Die Reduzierung der Arbeitszeit kann sich grundsätzlich auch auf eine Freistellung für volle Monate am Stück oder im Wechsel mit voller monatlicher Arbeitszeit ebenso wie auf die Freistellung während einzelner Monate oder rund um den Jahreswechsel beziehen, so das Gericht. Dass dies für bestimmte Wochen, Monate oder länger zu „Nullzeiten“ führen kann, steht dem grundsätzlichen Bestehen eines solchen Anspruchs im Rahmen des § 8 TzBfG nach Auffassung des Gerichts nicht entgegen.

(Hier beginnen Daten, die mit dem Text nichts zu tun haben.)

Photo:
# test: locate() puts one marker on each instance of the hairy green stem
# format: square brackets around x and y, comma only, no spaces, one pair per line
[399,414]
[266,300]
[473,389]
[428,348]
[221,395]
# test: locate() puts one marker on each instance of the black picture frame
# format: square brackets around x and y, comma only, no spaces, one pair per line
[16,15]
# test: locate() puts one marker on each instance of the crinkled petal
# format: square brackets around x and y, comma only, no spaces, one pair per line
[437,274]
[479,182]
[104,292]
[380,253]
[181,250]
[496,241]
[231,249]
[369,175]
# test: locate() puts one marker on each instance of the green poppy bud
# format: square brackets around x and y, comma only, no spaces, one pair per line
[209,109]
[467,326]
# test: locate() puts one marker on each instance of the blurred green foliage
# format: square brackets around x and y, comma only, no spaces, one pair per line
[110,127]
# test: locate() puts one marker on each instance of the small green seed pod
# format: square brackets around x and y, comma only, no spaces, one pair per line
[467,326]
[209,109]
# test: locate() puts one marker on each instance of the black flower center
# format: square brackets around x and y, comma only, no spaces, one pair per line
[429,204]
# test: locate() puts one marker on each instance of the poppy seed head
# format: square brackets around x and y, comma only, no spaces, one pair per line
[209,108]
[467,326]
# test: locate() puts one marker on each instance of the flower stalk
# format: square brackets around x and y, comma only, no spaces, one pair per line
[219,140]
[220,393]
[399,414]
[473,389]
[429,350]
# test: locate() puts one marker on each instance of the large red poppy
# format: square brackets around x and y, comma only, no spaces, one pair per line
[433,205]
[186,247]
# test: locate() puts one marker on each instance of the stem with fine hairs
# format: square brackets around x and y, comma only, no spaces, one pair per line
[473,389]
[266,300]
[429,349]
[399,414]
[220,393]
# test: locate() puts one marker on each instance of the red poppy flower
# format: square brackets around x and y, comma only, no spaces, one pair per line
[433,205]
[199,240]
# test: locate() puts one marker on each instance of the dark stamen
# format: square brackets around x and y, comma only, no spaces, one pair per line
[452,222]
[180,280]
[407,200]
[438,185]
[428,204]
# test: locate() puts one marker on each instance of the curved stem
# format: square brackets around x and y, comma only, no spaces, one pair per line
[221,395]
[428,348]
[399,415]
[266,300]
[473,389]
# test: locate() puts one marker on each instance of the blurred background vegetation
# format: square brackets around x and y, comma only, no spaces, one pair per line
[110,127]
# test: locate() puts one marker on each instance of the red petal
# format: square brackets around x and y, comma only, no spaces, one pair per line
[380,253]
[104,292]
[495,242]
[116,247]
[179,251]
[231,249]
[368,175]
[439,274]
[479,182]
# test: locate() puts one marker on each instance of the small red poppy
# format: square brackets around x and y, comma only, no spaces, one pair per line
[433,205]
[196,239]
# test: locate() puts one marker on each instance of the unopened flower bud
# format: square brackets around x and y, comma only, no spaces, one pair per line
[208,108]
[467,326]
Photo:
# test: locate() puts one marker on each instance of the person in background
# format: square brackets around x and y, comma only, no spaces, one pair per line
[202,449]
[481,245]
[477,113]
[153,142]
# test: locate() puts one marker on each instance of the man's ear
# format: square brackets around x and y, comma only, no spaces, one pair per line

Betriebliche Gründe standen dem Teilzeitbegehren des Mitarbeiters aus Sicht des Gerichts nicht entgegen. Die tarifvertragliche Rechtslage selbst stelle kein Organisationskonzept i. S. d. Teilzeitrechts dar, sondern lediglich den rechtlichen Rahmen der geltenden Arbeitszeit. Der Verringerungsanspruch beziehe sich aber gerade auf diese Regelarbeitszeit, die auf Tag, Woche, Monat oder Jahr bezogen sein könne. Es sei gerade Gegenstand des Teilzeitanspruchs, das bisherige Arbeitszeitmodell gegebenenfalls zu ändern. Wäre dem nicht so, schiede von vornherein jede Teilzeitregelung aus. Die tarifvertragliche Wochenarbeitszeit als solche könne den gesetzlichen Teilzeitanspruch des Mitarbeiters dem Grunde nach nicht einschränken. Andere dem Teilzeitwunsch entgegenstehende betriebliche Gründe, etwa die Nichtverfügbarkeit einer Ersatzkraft, hatte der Arbeitgeber nicht vorgebracht (Landesarbeitsgericht Hamm, Urt. v. 29.01.2020, Az. 6 Sa 1081/19).
Hinweis für die Praxis:
Die Gerichtsentscheidung zeigt, dass man Anträge von Arbeitnehmern auf blockweise Reduzierung der Arbeitszeit nicht einfach als Quatsch abtun darf, sondern ernst nehmen muss. Der hier betroffene Arbeitgeber hätte in Reaktion auf den Teilzeitantrag umgehend intern und extern nach einer Ersatzkraft für den Mitarbeiter in den Monaten Mai bis Oktober suchen müssen. Wegen der ungewöhnlichen Arbeitszeitverteilung hätte sich vermutlich kein (geeigneter) Kandidat gefunden. In diesem Fall hätte der Arbeitgeber den Teilzeitantrag wegen Fehlens einer Ersatzkraft ablehnen können.